How to spot public S3 buckets

Question

I'm trying to list all the buckets with some kind of public access in an account.

The question is: is my rationale correct?

1. I first checked buckets' access block configuration:

filtered_buckets = list(filter(lambda item: not list_in_list(exceptions, item['Name']), buckets))
public_buckets = []
public_acl_indicator = ['http://acs.amazonaws.com/groups/global/AllUsers','http://acs.amazonaws.com/groups/global/AuthenticatedUsers']
permissions_to_check = ['READ', 'WRITE']

def check_bucket_access_block():
    for bucket in filtered_buckets:
        try:
            response = s3client.get_public_access_block(Bucket=bucket['Name'])
            for key, value in response['PublicAccessBlockConfiguration'].items():
                logger.info('Bucket: {}, {}: {}'.format(bucket['Name'], key, value))
                if not response['PublicAccessBlockConfiguration']['BlockPublicAcls'] and not response['PublicAccessBlockConfiguration']['BlockPublicPolicy'] and bucket['Name'] not in public_buckets:
                    public_buckets.append(bucket['Name'])
        except botocore.exceptions.ClientError as e:
            if e.response['Error']['Code'] == 'NoSuchPublicAccessBlockConfiguration':
                logger.info("Bucket: {} has no Public Access Block Configuration".format(bucket['Name']))
            else:
                logger.info("unexpected error: %s" % (e.response))

If any bucket is set to False on both BlockPublicAcls and BlockPublicPolicy, then it IS public. No matter how they configured on Policies and ACLs(correct?).

2. Then, I proceed to check the buckets' policy status:

 def check_bucket_status():
    try:
        for bucket in filtered_buckets:
            response = s3client.get_bucket_policy_status(Bucket=bucket['Name'])['PolicyStatus']['IsPublic']
            logger.info('Bucket Name: {}, Public: {}'.format(bucket['Name'], response))
            if response == True and bucket['Name'] not in public_buckets:
                public_buckets.append(bucket['Name'])
    except botocore.exceptions.ClientError as e:
        logger.info("unexpected error: %s" % (e.response))
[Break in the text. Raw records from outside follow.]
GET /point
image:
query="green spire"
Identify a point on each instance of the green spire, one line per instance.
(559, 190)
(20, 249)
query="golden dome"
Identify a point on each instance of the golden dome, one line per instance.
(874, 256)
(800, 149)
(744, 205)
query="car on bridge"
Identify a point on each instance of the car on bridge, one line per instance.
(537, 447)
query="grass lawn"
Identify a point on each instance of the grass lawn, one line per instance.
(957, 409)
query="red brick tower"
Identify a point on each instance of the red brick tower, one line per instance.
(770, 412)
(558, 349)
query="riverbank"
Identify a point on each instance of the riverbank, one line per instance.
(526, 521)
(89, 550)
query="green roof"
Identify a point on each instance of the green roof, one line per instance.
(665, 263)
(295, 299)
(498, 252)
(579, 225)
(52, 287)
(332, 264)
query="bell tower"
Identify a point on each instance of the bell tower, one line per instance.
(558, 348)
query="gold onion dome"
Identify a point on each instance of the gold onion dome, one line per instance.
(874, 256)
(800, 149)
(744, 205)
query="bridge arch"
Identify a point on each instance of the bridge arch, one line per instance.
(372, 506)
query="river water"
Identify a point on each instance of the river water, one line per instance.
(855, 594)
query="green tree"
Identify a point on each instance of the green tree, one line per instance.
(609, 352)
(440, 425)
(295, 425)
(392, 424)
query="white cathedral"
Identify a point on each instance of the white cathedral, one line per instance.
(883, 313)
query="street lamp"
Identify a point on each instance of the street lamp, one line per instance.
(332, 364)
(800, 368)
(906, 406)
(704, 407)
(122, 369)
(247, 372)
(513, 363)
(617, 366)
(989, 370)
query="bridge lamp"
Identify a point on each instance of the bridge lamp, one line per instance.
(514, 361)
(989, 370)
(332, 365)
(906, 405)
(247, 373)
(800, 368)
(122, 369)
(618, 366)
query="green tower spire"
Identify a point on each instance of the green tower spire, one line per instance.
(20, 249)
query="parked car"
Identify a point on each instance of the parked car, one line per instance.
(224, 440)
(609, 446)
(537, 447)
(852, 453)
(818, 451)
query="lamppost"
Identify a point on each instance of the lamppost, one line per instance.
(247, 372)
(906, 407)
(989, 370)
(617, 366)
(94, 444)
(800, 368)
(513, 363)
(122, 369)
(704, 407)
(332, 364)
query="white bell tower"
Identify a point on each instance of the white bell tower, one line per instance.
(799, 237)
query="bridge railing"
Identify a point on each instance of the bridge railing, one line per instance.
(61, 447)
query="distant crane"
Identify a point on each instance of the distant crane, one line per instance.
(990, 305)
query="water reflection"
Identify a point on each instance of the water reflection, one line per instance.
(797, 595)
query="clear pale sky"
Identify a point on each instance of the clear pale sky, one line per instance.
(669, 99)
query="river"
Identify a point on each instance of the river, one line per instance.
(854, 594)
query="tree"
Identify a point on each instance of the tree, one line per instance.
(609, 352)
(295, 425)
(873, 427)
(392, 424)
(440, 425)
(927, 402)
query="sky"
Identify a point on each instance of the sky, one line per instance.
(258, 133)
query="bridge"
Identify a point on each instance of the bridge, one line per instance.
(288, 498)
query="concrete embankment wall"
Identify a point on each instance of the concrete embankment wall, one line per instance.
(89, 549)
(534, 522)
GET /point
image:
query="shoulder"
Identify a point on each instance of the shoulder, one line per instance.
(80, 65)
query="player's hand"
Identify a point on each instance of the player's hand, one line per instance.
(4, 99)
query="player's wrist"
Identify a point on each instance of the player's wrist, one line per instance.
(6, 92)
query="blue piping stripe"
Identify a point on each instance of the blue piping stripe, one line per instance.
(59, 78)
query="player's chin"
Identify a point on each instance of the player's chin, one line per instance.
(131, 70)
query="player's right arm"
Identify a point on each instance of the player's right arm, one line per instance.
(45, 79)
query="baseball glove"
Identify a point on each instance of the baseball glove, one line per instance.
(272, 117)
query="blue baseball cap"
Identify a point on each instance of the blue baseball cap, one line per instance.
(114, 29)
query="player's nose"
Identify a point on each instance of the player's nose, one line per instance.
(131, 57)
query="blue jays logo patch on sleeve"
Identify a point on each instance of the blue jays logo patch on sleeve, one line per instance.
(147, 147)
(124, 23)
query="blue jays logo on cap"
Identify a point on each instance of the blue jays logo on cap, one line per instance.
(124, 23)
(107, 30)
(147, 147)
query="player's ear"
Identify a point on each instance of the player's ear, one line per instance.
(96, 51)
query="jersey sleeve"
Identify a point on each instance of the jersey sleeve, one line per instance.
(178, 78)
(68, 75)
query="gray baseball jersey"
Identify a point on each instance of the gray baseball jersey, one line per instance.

If a bucket returns true for isPublic, then it IS public. No matter the previous function result.

3. In the last step, I check the buckets ACLs for AllUser and AuthenticadedUsers permissions:

def check_bucket_acl():
    for bucket in filtered_buckets:
        try:
            response = s3client.get_bucket_acl(Bucket=bucket['Name'])
            logger.info('Bucket: {}, ACL: {}'.format(bucket['Name'], response['Grants']))
            for grant in response['Grants']:
                for (key, value) in grant.items():
                    if key == 'Permission' and any(permission in value for permission in permissions_to_check):
                        for (grantee_key, grantee_value) in grant['Grantee'].items():
                            if 'URI' in grantee_key and grant['Grantee']['URI'] in public_acl_indicator:
                                if bucket['Name'] not in public_buckets:
                                    public_buckets.append(bucket['Name'])
        except botocore.exceptions.ClientError as e:
            logger.info("unexpected error: %s" % (e.response))

When I print the full result, it outputs some buckets. All of them were caught in the first step:

check_bucket_access_block()
logger.info('\n')
check_bucket_status()
logger.info('\n')
check_bucket_acl()
logger.info('\n')
logger.info('Public Buckets: {}'.format(public_buckets))

Another question: Is it necessary to check the Objects' ACLs after going through all these steps? If yes, why?

Answer 1

If any bucket is set to False on both BlockPublicAcls and BlockPublicPolicy, then it IS public. No matter how they configured on Policies and ACLs(correct?).

No that's not correct at all. It just means that the bucket is allowed to have a public Policy/ACL, it doesn't mean that the bucket actually has a public Policy/ACL.